Comer cebollas, ajos, zanahorias, lechugas y demás verduras era digno únicamente de labriegos, igual que el gazpacho, las migas u otros platos sencillos: las ensaladas, de cuya historia hablaré otro día, sólo salían a las grandes mesas cuando eran ornadas con muchos o exquisitos ingredientes. Entre eso y la plaga del cólera, la ensalada cruda vivió un serio declive en el siglo XIX. «Como plato serio de mesa suntuosa empiezan ahora a admitirse, pero hasta la fecha se consideraban las hortalizas algo de menor interés y muy desdeñable», contaba doña Emilia en 1913. Enemiga de las carnes rojas y autodeclarada «cuasi vegetariana», Pardo Bazán hizo campaña por el consumo de frutas y verduras dejando atrás los temores decimonónicos y abrazando la alimentación moderna e higiénica. ¿Su receta para la ensalada?

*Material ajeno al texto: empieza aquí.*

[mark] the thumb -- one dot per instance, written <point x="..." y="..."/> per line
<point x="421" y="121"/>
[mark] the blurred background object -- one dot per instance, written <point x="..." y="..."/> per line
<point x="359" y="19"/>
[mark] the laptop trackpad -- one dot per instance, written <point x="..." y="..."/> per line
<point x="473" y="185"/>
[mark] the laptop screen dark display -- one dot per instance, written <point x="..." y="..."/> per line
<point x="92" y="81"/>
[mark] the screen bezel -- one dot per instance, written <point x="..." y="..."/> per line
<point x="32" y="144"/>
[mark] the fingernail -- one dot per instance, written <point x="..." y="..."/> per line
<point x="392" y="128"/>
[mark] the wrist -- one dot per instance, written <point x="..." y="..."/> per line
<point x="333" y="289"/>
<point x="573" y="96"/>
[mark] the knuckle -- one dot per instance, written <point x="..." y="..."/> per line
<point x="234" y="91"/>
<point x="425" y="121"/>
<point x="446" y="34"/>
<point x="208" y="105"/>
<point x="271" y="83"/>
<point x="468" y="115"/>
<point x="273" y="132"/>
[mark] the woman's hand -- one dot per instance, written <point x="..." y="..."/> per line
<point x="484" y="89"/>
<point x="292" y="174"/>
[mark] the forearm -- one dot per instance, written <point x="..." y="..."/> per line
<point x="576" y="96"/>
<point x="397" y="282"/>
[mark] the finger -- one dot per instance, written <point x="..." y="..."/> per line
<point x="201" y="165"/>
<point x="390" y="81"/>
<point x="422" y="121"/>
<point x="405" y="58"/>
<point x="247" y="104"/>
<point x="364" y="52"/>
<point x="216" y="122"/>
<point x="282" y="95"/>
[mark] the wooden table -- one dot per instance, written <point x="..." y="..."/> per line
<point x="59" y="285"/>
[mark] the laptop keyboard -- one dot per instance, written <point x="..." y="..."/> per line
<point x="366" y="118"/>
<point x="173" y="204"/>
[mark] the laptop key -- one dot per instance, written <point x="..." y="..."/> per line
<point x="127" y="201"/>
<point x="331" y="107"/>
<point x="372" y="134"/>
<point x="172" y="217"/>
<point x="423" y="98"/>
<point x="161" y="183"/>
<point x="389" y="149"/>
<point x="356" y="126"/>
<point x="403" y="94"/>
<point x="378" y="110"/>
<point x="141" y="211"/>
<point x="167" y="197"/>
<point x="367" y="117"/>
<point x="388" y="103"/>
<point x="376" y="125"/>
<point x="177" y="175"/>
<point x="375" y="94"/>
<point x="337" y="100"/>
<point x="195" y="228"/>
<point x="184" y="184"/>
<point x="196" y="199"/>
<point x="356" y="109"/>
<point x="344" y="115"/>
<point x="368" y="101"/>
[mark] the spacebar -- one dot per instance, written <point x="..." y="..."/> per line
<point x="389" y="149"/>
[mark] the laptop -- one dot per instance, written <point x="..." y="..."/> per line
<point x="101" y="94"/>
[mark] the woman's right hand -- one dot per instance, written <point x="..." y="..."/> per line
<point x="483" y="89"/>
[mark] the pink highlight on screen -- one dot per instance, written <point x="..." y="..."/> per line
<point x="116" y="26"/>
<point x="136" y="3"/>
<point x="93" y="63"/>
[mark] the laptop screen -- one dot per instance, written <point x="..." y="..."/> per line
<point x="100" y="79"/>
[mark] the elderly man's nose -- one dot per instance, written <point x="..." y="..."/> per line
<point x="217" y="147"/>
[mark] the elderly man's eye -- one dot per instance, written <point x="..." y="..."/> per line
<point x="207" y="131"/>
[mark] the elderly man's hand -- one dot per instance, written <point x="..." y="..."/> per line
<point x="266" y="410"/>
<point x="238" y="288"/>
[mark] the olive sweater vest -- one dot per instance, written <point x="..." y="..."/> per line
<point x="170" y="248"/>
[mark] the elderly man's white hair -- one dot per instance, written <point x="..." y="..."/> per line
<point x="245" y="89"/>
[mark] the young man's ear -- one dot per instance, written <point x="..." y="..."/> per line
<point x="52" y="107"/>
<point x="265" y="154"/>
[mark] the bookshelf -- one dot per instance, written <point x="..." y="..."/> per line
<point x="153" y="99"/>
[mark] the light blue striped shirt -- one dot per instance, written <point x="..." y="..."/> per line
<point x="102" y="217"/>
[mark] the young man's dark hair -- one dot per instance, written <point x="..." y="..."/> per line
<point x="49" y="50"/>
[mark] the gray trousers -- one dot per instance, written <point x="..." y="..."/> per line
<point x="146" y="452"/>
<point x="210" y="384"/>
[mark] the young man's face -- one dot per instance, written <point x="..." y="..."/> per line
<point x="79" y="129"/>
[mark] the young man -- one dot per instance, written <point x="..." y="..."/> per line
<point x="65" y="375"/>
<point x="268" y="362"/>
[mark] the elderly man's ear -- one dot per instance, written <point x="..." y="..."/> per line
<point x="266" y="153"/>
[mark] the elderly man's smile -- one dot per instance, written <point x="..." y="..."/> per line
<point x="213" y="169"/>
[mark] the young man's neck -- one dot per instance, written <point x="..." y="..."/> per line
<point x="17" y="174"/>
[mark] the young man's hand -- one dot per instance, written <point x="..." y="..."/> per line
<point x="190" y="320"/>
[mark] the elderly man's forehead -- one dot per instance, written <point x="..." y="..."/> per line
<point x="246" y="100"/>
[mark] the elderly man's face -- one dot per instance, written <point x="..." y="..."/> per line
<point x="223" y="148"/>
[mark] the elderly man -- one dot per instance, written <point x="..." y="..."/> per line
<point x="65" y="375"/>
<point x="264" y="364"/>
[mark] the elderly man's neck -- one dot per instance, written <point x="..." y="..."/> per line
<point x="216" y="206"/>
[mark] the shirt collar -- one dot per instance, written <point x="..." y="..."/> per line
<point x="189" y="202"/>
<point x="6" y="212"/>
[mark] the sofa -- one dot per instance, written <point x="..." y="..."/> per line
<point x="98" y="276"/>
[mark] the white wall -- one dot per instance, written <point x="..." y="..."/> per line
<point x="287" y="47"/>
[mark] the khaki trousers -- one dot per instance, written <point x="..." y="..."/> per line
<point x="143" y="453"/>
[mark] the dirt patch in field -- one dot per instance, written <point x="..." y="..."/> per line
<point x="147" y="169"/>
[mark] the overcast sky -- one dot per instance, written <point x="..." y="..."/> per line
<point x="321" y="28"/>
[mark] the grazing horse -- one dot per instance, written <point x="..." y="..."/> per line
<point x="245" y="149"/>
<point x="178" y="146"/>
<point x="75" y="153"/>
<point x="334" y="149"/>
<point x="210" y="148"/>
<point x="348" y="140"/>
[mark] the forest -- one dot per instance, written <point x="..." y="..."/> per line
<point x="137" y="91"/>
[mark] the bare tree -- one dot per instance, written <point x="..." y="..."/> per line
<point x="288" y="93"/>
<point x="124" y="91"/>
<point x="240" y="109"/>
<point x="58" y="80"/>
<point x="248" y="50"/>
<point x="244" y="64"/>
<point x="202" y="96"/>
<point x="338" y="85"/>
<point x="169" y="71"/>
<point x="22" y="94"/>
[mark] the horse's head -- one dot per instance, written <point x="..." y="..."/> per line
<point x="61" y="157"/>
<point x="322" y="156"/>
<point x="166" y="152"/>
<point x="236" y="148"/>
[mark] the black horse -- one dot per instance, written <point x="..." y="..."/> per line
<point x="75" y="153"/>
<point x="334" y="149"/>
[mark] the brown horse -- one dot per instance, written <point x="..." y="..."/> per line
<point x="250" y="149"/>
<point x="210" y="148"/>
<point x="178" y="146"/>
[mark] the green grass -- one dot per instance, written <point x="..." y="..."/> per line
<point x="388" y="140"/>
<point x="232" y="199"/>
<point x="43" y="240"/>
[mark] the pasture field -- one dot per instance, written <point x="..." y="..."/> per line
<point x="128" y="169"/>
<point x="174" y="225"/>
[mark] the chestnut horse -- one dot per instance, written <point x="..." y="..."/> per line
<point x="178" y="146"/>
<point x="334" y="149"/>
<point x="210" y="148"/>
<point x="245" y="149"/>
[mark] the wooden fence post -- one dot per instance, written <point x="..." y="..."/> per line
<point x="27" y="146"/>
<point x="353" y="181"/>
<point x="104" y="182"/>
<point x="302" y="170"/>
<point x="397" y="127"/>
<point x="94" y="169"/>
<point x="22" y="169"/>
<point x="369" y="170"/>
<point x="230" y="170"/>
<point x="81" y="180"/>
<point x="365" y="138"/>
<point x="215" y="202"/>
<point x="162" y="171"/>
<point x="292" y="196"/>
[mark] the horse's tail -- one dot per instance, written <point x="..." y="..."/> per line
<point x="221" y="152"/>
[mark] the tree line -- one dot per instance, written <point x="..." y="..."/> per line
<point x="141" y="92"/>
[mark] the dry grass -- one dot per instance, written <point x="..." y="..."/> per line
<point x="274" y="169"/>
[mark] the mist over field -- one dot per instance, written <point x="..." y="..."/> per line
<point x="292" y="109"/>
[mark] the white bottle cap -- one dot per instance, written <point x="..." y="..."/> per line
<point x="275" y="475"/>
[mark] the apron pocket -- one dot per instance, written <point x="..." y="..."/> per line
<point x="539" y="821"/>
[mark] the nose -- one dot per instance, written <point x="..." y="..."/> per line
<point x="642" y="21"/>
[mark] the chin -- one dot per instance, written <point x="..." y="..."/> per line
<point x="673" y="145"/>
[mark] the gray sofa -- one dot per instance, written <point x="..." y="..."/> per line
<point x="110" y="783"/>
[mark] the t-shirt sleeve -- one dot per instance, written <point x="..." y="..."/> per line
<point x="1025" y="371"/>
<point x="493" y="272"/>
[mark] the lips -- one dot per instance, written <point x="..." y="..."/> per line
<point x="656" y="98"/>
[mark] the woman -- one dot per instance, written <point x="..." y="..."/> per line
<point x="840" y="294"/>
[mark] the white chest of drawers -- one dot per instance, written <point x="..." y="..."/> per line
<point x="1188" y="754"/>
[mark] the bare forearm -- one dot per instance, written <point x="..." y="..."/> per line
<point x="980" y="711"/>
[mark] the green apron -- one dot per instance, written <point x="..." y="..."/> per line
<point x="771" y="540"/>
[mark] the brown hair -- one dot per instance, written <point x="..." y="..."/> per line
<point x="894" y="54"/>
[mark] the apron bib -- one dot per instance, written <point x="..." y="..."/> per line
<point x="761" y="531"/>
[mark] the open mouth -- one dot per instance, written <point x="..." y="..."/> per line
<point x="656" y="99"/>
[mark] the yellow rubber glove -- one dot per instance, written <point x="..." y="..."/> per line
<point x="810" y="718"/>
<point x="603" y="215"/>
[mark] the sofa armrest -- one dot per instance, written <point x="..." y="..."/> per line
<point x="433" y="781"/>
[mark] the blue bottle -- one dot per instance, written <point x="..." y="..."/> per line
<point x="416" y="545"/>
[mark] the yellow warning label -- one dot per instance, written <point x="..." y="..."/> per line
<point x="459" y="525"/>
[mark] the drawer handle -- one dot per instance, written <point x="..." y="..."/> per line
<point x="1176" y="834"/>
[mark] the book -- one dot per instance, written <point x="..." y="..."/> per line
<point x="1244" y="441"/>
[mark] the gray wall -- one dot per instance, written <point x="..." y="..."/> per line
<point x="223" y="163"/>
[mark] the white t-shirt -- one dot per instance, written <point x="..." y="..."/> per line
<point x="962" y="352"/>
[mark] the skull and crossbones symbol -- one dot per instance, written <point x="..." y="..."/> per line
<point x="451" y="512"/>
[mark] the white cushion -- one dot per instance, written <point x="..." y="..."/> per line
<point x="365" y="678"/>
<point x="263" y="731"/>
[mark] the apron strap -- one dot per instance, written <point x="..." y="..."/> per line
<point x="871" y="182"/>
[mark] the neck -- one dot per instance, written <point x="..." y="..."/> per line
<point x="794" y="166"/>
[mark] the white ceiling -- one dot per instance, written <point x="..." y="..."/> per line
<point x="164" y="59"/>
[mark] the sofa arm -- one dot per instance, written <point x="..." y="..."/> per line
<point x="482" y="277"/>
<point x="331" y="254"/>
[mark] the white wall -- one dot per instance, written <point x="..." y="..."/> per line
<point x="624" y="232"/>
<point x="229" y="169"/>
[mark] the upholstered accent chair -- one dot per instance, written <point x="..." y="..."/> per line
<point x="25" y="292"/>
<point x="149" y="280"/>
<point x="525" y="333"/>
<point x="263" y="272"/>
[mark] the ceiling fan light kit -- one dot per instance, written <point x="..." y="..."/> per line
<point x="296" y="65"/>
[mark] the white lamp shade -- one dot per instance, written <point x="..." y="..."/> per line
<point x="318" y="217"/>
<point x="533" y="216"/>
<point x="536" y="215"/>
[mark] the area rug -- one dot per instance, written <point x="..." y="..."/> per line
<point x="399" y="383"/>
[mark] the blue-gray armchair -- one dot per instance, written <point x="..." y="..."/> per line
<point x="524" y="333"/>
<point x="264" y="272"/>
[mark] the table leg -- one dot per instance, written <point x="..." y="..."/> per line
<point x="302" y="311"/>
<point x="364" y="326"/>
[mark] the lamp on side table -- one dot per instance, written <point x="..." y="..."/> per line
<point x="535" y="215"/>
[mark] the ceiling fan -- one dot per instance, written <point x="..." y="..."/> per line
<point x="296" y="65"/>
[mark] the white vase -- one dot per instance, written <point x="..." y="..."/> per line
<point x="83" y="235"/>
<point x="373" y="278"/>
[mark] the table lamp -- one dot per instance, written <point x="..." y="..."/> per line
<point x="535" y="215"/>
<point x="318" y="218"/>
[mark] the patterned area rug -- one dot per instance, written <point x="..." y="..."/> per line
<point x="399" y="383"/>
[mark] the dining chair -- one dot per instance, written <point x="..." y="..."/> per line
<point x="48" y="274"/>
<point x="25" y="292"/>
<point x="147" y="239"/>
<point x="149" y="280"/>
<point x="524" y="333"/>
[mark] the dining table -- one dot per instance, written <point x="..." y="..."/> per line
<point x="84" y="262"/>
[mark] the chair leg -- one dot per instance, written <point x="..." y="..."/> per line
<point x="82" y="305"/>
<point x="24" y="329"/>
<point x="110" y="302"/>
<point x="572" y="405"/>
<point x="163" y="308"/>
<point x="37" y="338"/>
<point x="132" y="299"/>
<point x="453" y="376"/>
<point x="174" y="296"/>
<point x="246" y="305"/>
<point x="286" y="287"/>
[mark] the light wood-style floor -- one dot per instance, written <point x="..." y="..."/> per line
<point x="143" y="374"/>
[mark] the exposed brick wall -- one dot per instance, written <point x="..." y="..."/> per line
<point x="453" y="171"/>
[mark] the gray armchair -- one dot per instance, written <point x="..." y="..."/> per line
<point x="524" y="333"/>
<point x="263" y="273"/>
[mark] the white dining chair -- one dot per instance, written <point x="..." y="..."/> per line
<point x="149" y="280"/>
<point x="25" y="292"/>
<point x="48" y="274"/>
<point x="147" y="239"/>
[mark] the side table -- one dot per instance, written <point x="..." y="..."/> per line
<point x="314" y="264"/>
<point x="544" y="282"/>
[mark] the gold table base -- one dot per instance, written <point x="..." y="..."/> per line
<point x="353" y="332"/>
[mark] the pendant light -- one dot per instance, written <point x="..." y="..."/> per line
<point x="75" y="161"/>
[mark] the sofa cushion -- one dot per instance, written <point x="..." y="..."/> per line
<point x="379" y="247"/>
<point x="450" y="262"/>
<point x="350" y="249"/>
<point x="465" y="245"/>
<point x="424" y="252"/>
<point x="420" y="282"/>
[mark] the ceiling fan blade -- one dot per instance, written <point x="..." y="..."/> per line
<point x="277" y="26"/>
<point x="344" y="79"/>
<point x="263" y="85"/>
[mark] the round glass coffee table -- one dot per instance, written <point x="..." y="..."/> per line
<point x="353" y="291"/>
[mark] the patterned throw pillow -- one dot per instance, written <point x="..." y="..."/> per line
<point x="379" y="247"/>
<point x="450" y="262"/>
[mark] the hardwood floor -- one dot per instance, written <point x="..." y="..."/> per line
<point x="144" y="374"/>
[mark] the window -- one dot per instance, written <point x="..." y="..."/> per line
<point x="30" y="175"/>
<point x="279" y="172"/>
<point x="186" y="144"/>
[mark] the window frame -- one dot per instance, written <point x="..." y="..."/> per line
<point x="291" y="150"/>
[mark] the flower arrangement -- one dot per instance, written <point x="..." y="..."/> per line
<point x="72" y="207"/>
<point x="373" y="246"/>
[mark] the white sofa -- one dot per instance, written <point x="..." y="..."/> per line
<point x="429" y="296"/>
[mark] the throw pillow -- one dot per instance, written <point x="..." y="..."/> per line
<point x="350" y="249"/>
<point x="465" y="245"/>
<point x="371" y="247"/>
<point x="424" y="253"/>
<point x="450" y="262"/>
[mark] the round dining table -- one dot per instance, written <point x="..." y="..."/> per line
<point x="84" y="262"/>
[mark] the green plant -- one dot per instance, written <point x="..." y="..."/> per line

Aquí la tienen: «Entran en ella cogollos de lechuga cortados de través, un poco de apio, berros deshojados, patatas cocidas y en rodajas, remolachas cocidas en ruedas y unos guisantillos hervidos previamente con sal y azúcar. No le estorban a esta ensalada unos fondos de alcachofa ni unas cabecitas de espárrago. Y para aliño, desháganse yemas de huevo cocido en aceite, y mitad zumo de limón y mitad vinagre con su sazón de sal y pimienta».